The era of Pakistani cinema, which has now evolved after a complete genre changing apocalypse, was undoubtedly extremely entertaining for the audience. The movies that now showcase a gallant, macho actor paired with a sleek, ravishing heroine and a captivating storyline had previously entertained their audience with something along the lines of Kuch hat ke.
Let us glance back at what our Lollywood had served us:
A rather heavy actress who knows how to use a Kalashnikov, ride a horse and the ability to run and dance at the same time, quite multi-talented MashAllah, paired with a curly haired hero who holds his pride in his moustache, wears a very shimmery cloth covering his legs called a dhoti and carries a thick rod-like stick with an axe attached to its end with him everywhere.
Every Pakistani movie featured an angry protective hero who calls upon the villain with a thunderous voice and warns him to let go of his sister’s dupatta, a silver haired helpless mother who dramatically takes deep breaths before almost every word asking pity for his son and a lover who would be seen dancing seductively around her hero while he stands with his axe and an angry grin. And not to forget, the iconic ‘baarish wale’ dance numbers.
Nevertheless, this era of Lollywood produced very famous names such as Shaan, Javed Sheikh, Babra Sharif, M. Ali, Anjuman, Nadeem, Waheed Murad, Shabana, Moamar Rana, Babar Khan, Saima Khan, Reema, Meera, Resham and their versatility is undeniable. However gibberish the stories may have been, they were the identity of Pakistani cinema.
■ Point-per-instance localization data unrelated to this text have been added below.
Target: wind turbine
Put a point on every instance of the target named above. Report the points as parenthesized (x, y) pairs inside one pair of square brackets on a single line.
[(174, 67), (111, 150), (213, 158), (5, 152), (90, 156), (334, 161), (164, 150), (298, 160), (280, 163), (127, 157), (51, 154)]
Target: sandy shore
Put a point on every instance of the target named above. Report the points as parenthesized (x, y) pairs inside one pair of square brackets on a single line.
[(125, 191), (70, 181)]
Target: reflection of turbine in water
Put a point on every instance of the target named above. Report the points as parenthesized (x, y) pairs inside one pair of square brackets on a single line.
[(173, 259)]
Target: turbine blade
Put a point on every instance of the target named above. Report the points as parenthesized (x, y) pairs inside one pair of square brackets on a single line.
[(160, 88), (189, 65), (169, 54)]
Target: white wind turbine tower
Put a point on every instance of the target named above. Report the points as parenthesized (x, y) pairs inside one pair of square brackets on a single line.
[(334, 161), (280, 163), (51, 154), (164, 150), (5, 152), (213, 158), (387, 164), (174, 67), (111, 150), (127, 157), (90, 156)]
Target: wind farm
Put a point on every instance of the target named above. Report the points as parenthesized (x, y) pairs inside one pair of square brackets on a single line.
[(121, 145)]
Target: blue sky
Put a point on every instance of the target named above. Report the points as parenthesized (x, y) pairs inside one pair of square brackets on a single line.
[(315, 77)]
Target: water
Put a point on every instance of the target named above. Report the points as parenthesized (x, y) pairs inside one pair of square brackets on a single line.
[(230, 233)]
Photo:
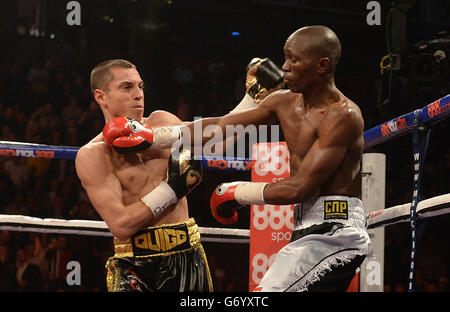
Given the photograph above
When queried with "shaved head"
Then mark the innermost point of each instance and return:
(320, 41)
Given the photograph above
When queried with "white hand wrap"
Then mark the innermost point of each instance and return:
(160, 198)
(250, 193)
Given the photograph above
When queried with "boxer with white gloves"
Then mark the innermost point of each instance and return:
(324, 132)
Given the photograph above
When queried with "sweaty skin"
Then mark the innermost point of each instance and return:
(322, 127)
(115, 182)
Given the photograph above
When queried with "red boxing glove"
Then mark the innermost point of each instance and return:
(229, 197)
(127, 135)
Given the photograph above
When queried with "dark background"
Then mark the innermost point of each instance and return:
(192, 65)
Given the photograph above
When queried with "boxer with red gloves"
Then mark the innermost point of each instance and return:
(127, 135)
(139, 192)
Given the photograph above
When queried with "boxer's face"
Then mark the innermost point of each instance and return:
(125, 93)
(300, 66)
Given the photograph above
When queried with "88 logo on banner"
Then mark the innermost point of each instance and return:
(261, 264)
(273, 159)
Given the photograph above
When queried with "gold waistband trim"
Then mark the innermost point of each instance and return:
(159, 240)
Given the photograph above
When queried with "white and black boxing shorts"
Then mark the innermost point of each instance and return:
(328, 244)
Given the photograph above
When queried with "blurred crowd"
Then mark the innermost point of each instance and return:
(45, 98)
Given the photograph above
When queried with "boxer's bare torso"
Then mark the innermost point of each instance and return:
(304, 128)
(325, 142)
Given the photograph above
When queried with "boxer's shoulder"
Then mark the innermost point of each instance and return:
(280, 99)
(92, 155)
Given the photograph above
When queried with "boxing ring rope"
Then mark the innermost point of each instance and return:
(418, 122)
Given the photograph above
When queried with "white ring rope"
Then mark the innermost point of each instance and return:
(427, 208)
(99, 228)
(431, 207)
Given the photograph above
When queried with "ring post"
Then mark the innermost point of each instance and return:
(373, 187)
(420, 139)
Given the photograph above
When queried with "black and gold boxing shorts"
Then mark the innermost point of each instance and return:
(164, 258)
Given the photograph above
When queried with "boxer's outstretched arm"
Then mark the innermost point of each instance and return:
(105, 192)
(263, 114)
(337, 131)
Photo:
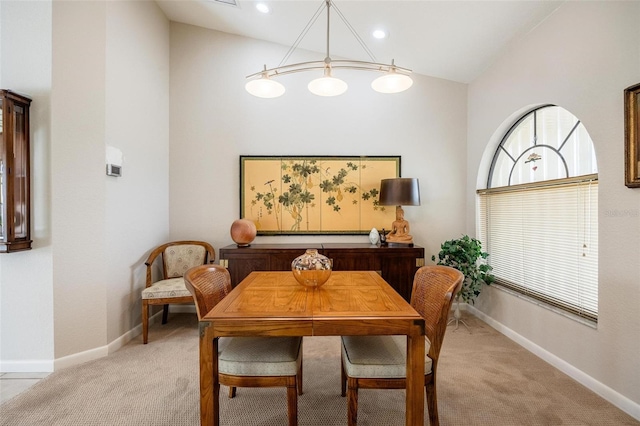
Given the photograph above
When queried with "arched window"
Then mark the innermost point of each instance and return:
(538, 217)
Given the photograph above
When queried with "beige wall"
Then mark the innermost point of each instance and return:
(26, 281)
(99, 75)
(580, 58)
(137, 112)
(214, 121)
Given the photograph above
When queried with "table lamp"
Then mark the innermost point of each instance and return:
(399, 192)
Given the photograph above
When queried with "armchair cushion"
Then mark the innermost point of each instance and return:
(260, 356)
(378, 356)
(179, 258)
(173, 287)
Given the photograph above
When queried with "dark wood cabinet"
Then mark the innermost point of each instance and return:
(15, 195)
(397, 265)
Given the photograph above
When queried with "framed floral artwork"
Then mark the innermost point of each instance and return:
(290, 195)
(632, 136)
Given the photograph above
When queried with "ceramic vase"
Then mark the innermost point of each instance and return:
(311, 269)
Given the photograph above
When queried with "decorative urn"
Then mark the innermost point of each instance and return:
(243, 232)
(311, 269)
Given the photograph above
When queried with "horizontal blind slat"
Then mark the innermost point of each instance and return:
(544, 242)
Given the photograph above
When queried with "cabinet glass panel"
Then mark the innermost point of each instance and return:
(19, 173)
(2, 185)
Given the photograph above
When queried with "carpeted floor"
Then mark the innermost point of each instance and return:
(484, 379)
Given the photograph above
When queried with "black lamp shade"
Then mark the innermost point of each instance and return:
(399, 192)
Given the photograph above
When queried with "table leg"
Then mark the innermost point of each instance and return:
(209, 384)
(415, 380)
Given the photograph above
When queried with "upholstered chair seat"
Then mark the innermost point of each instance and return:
(173, 287)
(379, 356)
(379, 362)
(169, 288)
(260, 356)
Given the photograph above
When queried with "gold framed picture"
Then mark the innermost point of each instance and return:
(290, 195)
(632, 136)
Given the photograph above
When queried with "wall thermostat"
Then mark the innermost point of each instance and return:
(113, 170)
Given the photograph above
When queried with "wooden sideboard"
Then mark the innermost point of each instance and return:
(397, 265)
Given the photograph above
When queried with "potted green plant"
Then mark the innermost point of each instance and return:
(465, 254)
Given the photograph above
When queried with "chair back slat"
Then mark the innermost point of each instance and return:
(208, 284)
(434, 288)
(180, 258)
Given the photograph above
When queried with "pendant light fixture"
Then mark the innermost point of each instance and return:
(395, 79)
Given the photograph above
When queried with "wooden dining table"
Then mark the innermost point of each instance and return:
(274, 304)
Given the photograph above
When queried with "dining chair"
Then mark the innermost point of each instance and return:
(248, 361)
(379, 362)
(177, 257)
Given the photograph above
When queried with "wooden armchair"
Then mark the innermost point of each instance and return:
(177, 258)
(379, 362)
(248, 361)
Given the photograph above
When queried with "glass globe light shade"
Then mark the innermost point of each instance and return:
(264, 87)
(392, 82)
(327, 86)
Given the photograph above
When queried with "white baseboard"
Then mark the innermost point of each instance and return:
(622, 402)
(32, 366)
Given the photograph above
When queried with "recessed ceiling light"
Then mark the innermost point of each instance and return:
(262, 7)
(379, 34)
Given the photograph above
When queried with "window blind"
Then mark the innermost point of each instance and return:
(542, 241)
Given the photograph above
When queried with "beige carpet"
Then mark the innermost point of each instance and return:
(484, 379)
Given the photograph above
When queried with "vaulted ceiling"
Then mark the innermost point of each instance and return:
(454, 40)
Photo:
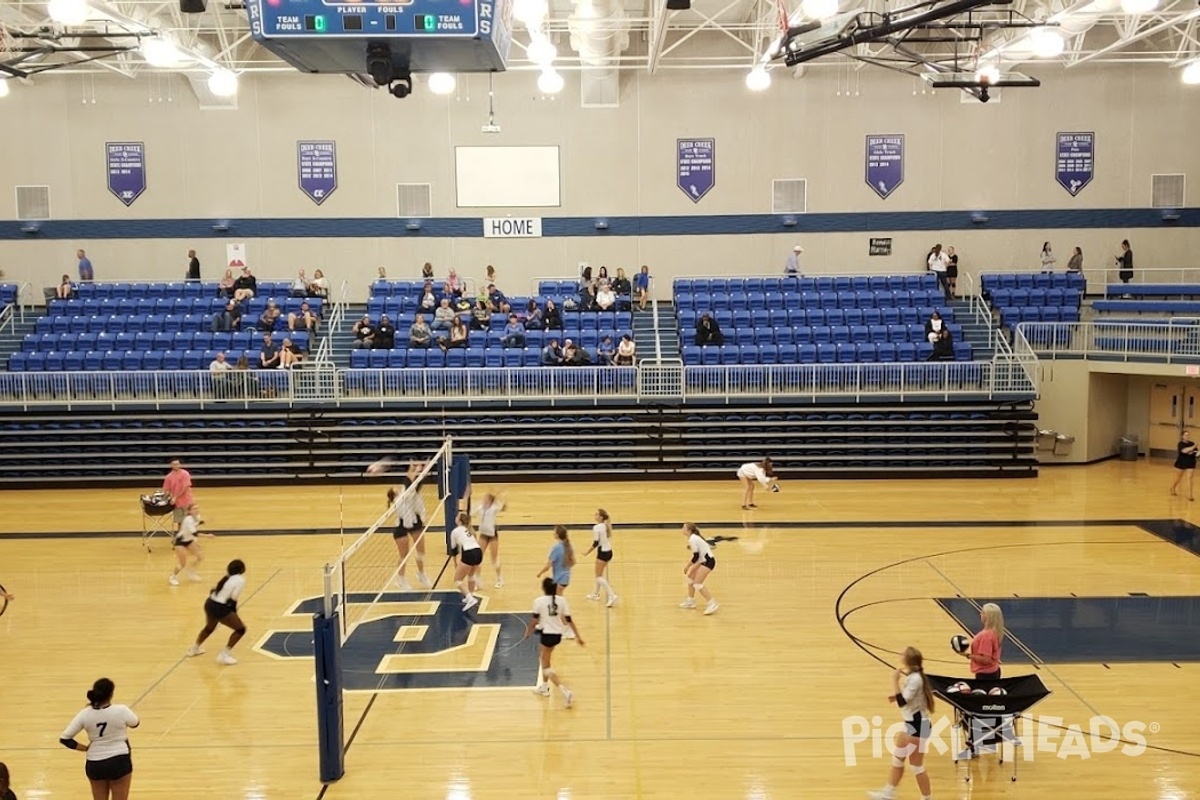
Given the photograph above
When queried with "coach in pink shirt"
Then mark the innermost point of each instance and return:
(178, 485)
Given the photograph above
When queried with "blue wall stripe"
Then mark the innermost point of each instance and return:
(691, 226)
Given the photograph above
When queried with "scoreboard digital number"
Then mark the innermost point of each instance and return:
(327, 18)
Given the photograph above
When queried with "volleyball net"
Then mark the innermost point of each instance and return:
(365, 573)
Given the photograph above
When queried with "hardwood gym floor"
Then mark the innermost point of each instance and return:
(748, 703)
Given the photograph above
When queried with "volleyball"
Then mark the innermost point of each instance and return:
(381, 467)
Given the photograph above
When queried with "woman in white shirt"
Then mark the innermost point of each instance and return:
(751, 474)
(601, 542)
(1048, 258)
(552, 619)
(491, 505)
(469, 557)
(409, 530)
(185, 543)
(702, 563)
(911, 691)
(109, 767)
(221, 608)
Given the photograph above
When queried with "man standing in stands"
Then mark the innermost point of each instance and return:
(84, 265)
(792, 269)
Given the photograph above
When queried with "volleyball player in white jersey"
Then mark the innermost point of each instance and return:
(701, 564)
(109, 767)
(489, 507)
(408, 535)
(471, 557)
(552, 619)
(753, 473)
(911, 691)
(601, 542)
(185, 542)
(221, 608)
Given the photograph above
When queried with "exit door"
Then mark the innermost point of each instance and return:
(1173, 408)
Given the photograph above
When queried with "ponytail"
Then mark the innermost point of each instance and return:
(101, 693)
(237, 566)
(568, 551)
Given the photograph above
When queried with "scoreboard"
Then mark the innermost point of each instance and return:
(327, 36)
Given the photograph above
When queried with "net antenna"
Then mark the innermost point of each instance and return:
(364, 575)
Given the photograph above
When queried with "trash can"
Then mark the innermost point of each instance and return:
(1127, 447)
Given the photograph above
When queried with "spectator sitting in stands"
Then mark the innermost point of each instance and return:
(443, 316)
(385, 332)
(453, 287)
(299, 287)
(364, 334)
(229, 319)
(605, 299)
(270, 318)
(225, 286)
(533, 316)
(219, 365)
(588, 298)
(420, 335)
(621, 284)
(514, 332)
(574, 355)
(457, 336)
(708, 331)
(245, 287)
(606, 353)
(306, 317)
(625, 352)
(551, 354)
(496, 300)
(552, 318)
(429, 301)
(269, 358)
(289, 355)
(480, 317)
(943, 347)
(934, 325)
(642, 284)
(319, 284)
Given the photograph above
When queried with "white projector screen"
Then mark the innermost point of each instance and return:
(507, 178)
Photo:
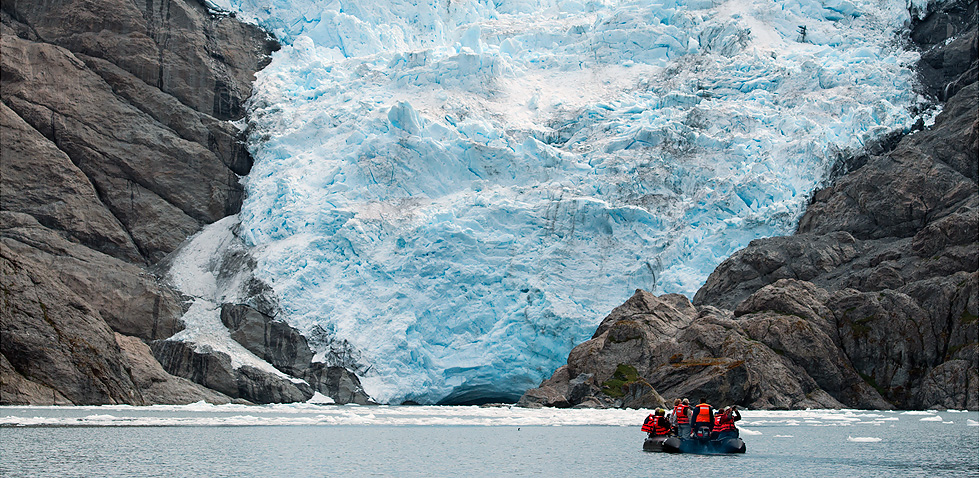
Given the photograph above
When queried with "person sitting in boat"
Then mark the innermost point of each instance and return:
(681, 415)
(657, 425)
(724, 423)
(702, 419)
The directors and actors of these movies have immense respect in today’s industry and their adaptability is highly admired.
Although our industry may have evolved into movies like Jawani Phir Nahi Ani, Teefa In Trouble and Actor in Law, Parwaaz Hai Junoon, Heer Maan Ja, Loadwedding and etc, Lollywood was known and cinema houses were sold over the names of these great actors and their movies.
Lollywood is now growing somewhat along the lines of growing Indie Cinema of India, Turkey, France which is not a bad direction but it also means that somebody’s vision might not be exactly portrayed or executed as one would like it to be. We hope and wish that our commercial cinema gets to find its direction and soon enough so we can actually make developments as an industry.